De temps à autre, une pièce tombe dans la main du mendiant qui s’empresse de l’enfouir dans sa poche tout en se confondant en louanges et en remerciements avilissants. Un voleur passant par là ne peut s’empêcher de lui lancer un regard plein de mépris. Le mendiant s’indigne (la déchéance a ses pudeurs) et grogne d’un ton irrité :

« Tu n’as pas honte, gredin, de regarder en face un honnête homme comme moi? Je respecte la loi. Je ne commets pas le délit de mettre la main dans la poche d’autrui, moi. Ma démarche est sereine, comme tout bon citoyen qui n’a pas coutume de se faufiler, sur la pointe des pieds, dans les maisons des autres à la faveur de la nuit. Je n’ai ni à me cacher, ni à fuir le regard du gendarme. Le nanti se montre bienveillant à mon égard et quand il jette une pièce dans mon chapeau, il me tapote l’épaule en murmurant : « Brave homme! » ».

Le voleur ajustant son chapeau, grimace de dégoût, lance un regard alentour et réplique au mendiant :

« N’espère pas me faire rougir, vil mendiant! Toi, honnête? L’honnêteté ne vit pas à genoux, prête à ronger l’os que l’on daigne lui jeter. Elle est fière par excellence. Je ne sais si je suis honnête ou non, mais je dois t’avouer qu’il m’est insupportable de supplier les riches de m’accorder, au nom de Dieu, les miettes de tout ce qu’ils nous ont volé. Je viole la loi? C’est vrai, mais elle n’a rien à voir avec la justice. En violant les lois promulguées par la bourgeoisie, je ne fais que rétablir la justice bafouée par les riches, qui volent les pauvres au nom de la loi. Si je m’empare d’une partie de ce qu’ils ont pris aux déshérités, je n’accomplis par là qu’un acte de justice. Si le riche te tapote l’épaule, c’est que ton abjecte bassesse et ta servilité lui garantissent la pleine jouissance de ce qu’il a volé, à toi, à moi, à tous les pauvres du monde. Les riches souhaitent ardemment que tous les déshérités aient l’âme d’un mendiant. Si tu étais vraiment un homme, tu mordrais la main qui te tend un bout de pain. Je te méprise ».

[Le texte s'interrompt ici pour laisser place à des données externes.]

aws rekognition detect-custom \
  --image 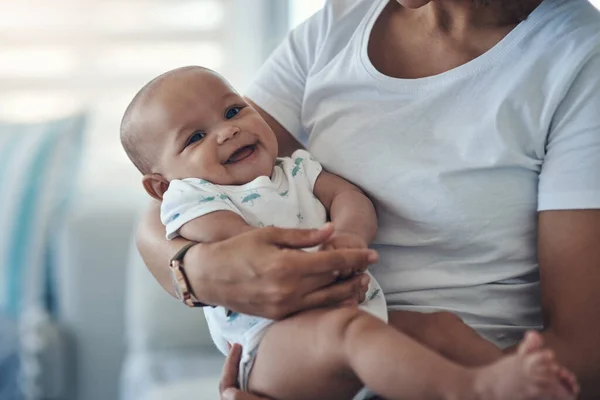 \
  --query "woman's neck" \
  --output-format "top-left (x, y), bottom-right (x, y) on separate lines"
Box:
top-left (396, 0), bottom-right (542, 36)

Le voleur cracha et se perdit dans la foule. Le mendiant leva les yeux au ciel et gémit : « Une aumône, pour l’amour de Dieu! ».

 

 

Prpos d\'un agitateurLES ILLÉGALISTES

Regeneración

n° 242

12 août 1916

Le révolutionnaire est un illégaliste par excellence. L’homme dont les actes sont toujours conformes à la loi ne sera au mieux qu’un animal bien domestiqué, mais jamais un révolutionnaire.

La loi conserve, la révolution régénère. Si l’on veut donc changer, il faut commencer par briser la loi.

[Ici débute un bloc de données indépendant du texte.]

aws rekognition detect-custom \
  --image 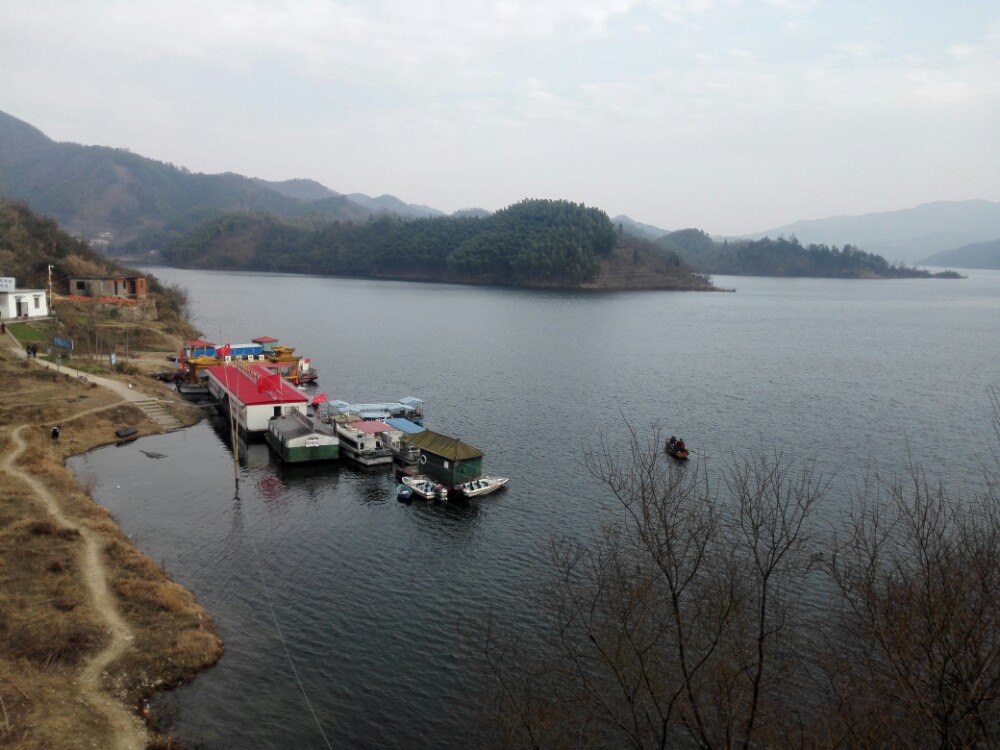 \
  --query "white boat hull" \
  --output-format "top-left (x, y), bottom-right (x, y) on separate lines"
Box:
top-left (459, 476), bottom-right (510, 497)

Prétendre que la révolution peut se faire en respectant la loi est une aberration, un contresens.

La loi est un joug et qui veut s’en libérer doit le briser.

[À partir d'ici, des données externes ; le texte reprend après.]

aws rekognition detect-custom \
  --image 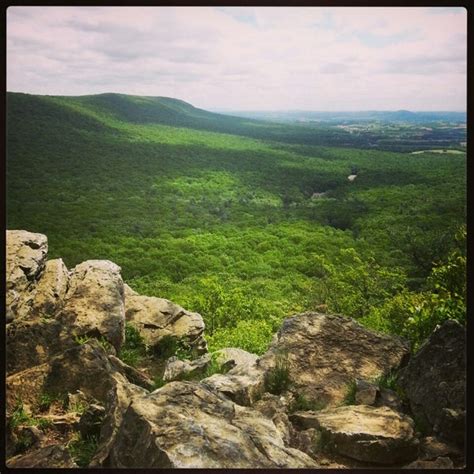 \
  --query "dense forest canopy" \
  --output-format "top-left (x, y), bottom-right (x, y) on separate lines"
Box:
top-left (7, 93), bottom-right (466, 353)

Quiconque fait miroiter aux travailleurs l’émancipation du prolétariat par la voie légale est un escroc, car la loi interdit d’arracher des mains des nantis la richesse qu’ils nous ont volée. Leur expropriation au bénéfice de tous est la condition essentielle à l’émancipation de l’humanité.

La loi est un frein et ce n’est pas avec des freins qu’on se libère. La loi castre et les châtrés ne peuvent prétendre être des hommes.

Toutes les libertés conquises par l’humanité sont l’oeuvre d’illégalistes qui se sont emparés des lois pour les réduire en miettes.

Les tyrans meurent poignardés et nul article du code ne aurait nous en débarrasser.

L’expropriation ne peut se faire qu’en écrasant la loi et non en la subissant.

C’est la véritable raison pour laquelle, si nous voulons être révolutionnaires, nous devons être illégalistes. Il nous faut sortir des sentiers battus et ouvrir de nouveaux chemins aux transgressions.

Rébellion et légalité sont inconciliables.

Qu’on laisse la loi et l’ordre aux conservateurs et aux bonimenteurs.